Mitos 2: Kekayaan Berasal dari Keberuntungan
Fakta:
- Banyak jutawan yang membangun kekayaan mereka dari NOL
- Lebih dari 75% responden mengatakan bahwa kedisiplinan dan kerja keras adalah kunci yang dapat menjadikan kita kaya
Selain kerja keras dan kedisiplinan, Hogan menambahkan resiliensi dan ketekunan sebagai karakter yang perlu dimiliki oleh seseorang jika ingin menjadi kaya.
Hasil penelitian Hogan ini berlawanan dengan sebuah penelitian yang dilakukan oleh dua fisikawan, Alessandro Pluchino dan Andrea Rapisarda, serta ekonom Alessio Biondo pada tahun 2018.
Dalam jurnal berjudul “Talent vs Luck: the role of randomness in success and failure” yang diterbitkan oleh Cornell University, tiga peneliti asal Italia itu menyimpulkan bahwa orang tersukses adalah orang yang paling banyak memiliki keberuntungan.
Studi lain oleh ekonom Robert Frank dalam buku “Success and Luck: Good Fortune and the Myth of Meritocracy” menyebutkan bahwa momen keberuntungan membuat orang menjadi lebih murah hati dan lebih terbuka untuk berkontribusi pada kepentingan bersama.

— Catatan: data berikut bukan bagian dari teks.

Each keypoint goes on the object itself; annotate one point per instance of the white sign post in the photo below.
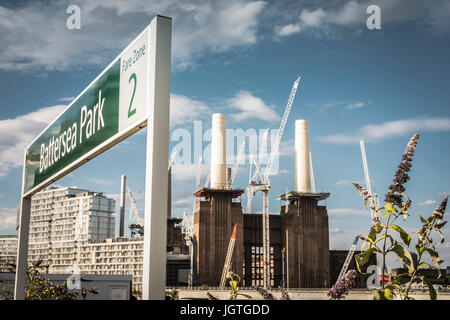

Merangkum ketiga penelitian di atas, menurut saya, adalah penting menerapkan prinsip “ora et labora”. Berdoa sebagai ungkapan bahwa saya tidak berdaya tanpa berserah kepada Allah, bersyukur atas semua anugerah yang diberiNya, dan disiplin bekerja keras dengan daya tahan dan daya juang yang prima.
Mitos 3: Kekayaan Berasal dari Investasi yang Berisiko Tinggi
Fakta:
- Mayoritas responden sangat berterima kasih atas program pensiun yang mereka peroleh dari tempat kerja
- Beberapa responden mengatakan mereka mengumpulkan hasil dari strategi investasi yang sederhana dan berisiko rendah
Di Indonesia, saat ini sudah banyak perusahaan yang mengikutsertakan karyawannya dalam program Jamsostek yang memberikan “jaminan hari tua” dan “jaminan pensiun”. Program ini memberikan sejumlah “kekayaan” kepada seorang karyawan saat ia pensiun.
Chris Hogan menambahkan, “Para jutawan memahami bahwa risiko adalah sesuatu yang harus dikelola, bukan dihindari. Mereka melangkah dengan hati-hati, menimbang risiko dan potensi imbalannya. Kemudian, bergerak maju dengan hati-hati dan percaya diri.”
Kata kunci di sini adalah "keseimbangan". Portfolio investasi yang ideal perlu mempertimbangkan keseimbangan antara risiko dan imbal hasil untuk mencapai tujuan investasi tersebut.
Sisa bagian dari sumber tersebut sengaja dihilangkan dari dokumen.